Any array degrades as it's filled up, and Kostadis Roussos explaid the NetApp aspect of this in detail in http://bit.ly/cnO2.

How about showing us the same test with a similar EVA doing RAID-6 (to get the same protection) and like 100 snaps active (since NetApp customers would be doing that as a matter of course).

You see, if you have nothing to compare this to, all you have is a graph for a single product, and your assertion, while seemingly correct, means nothing unless compared to something else.

D

Dikrek

Back to the original subject of the post:

I understand why some of the smaller (some would say irrelevant) vendors make these assertions: ANY publicity is good publicity!

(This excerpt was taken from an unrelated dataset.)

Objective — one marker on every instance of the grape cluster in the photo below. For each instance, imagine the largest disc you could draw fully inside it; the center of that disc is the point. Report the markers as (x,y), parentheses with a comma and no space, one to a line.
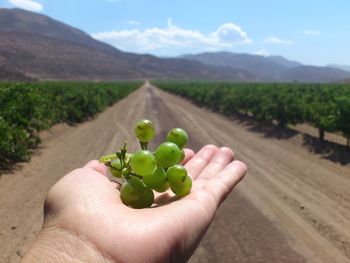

Check here for some craziness from a vendor that hasn't managed to secure decent marketshare in a while: http://bit.ly/bJSvRr and here http://bit.ly/aSbEED

D

John

Why does everyone assume Netapp ? maybe were just so used to these type of outlandish claims.

TimC

Calvin, I really hope your job isn't technical in nature. Please, review page 8 again, and don't just review the top graph of IOPS. Take a look at the second graph. Notice those response times? If the storage array was the limiting factor in the IOPS being served, the response times would be spiking. The host side requests would continue at X IOPS, and the array, unable to keep up, would have a latency spike.

CPU's aren't pegged. Drive's aren't lagging... please, enlighten me as to what part of the storage array is limiting those IOPS. If it was "WAFL fragmentation", that disk latency would be absolutely through the roof.